Cacheman: A Comprehensive Last-Level Cache Management System for Multi-tenant Clouds
Your L3 is more configurable than you thought
Cacheman: A Comprehensive Last-Level Cache Management System for Multi-tenant Clouds
I learned a lot about the LLC configuration and monitoring capabilities of modern CPUs from this paper, I bet you will too.
Shared L3 in the Cloud
The problem this paper addresses is: how to avoid performance variability in cloud applications due to cross-VM contention for the last level cache (e.g., the L3 cache on a Xeon)? In a typical CPU, the L1 and L2 caches are private to a core, but the L3 is shared. In a cloud environment, the L3 is shared by multiple tenants, and is an avenue for a “noisy neighbor” to annoy its neighbors.
CAT and CMT
The work described by this paper builds upon Intel CMT and CAT. Cache Monitoring Technology allows the hypervisor to track how much of the L3 cache is occupied by each VM. Cache Allocation Technology allows the hypervisor to restrict a VM to only use a subset of the L3.
CAT allows a VM to be assigned to a cache level of service (CLOS), which defines the set of L3 ways accessible to the VM (this page defines the term “ways” if you are unfamiliar). A typical CPU used by a cloud service provider has more CPU cores than L3 ways. If a cloud server hosts many small VMs, then L3 ways must be shared amongst VMs. The key problem solved by this paper is how to reduce performance variability given this constraint.
Gradient-Based Sharing
Fig. 1 illustrates the assignments of CLOS levels to LLC ways advocated by this paper. Each row is a level of service, and each column is a way of the LLC cache. CLOS[0] can access all ways, CLOS[1] can access all LLC ways except for one.
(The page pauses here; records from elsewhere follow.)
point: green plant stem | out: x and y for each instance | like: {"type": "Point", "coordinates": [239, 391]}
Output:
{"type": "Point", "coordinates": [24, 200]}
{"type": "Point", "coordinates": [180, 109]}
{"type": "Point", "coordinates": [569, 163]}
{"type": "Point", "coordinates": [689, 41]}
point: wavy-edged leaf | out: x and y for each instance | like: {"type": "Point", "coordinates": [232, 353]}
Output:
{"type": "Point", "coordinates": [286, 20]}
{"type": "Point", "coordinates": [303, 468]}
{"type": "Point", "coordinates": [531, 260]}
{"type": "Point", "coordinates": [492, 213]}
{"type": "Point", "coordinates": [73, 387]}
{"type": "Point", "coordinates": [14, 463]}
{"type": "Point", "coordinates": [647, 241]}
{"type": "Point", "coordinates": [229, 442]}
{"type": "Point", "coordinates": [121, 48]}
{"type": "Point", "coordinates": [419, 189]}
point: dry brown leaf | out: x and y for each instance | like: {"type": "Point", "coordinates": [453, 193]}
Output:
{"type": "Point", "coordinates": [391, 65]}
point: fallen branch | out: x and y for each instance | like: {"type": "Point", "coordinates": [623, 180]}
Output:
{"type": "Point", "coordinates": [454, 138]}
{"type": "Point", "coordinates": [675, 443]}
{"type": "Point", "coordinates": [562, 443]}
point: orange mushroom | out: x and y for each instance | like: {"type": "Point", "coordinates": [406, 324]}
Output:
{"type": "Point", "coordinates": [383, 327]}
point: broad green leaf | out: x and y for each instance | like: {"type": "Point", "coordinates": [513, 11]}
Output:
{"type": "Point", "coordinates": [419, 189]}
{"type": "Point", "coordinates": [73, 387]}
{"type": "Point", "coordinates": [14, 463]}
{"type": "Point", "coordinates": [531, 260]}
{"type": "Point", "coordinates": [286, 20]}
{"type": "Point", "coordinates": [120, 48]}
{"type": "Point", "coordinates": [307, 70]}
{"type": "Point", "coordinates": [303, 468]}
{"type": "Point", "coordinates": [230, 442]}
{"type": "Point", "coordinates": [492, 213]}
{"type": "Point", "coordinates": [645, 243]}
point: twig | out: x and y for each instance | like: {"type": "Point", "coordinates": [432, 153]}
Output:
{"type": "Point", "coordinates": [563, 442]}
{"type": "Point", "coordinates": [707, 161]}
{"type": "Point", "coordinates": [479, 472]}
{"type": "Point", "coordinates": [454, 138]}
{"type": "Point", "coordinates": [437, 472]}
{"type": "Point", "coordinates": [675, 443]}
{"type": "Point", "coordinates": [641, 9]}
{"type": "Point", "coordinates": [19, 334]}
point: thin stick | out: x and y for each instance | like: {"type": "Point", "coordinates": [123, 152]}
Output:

CLOS[7] can only access a single way of the LLC.
The hypervisor uses Intel CMT to monitor how much of the LLC is occupied by each VM. Every 6 seconds the hypervisor uses this information to change the CLOS that each VM is assigned to.
The hypervisor computes a target LLC occupancy for each VM based on the number of cores assigned to the VM. This target is compared against the measured LLC occupancy to classify each VM into one of three categories:
Poor (the VM is starved for space)
Adequate (the VM is using just the right amount of cache)
Excess (the VM is hogging too much)
VMs in the poor category are de-suppressed (i.e., assigned to a CLOS with access to more LLC ways). Additionally, VMs in the excess category are suppressed (i.e., assigned to a CLOS with access to fewer ways), but this suppression only occurs when there are VMs in the poor category.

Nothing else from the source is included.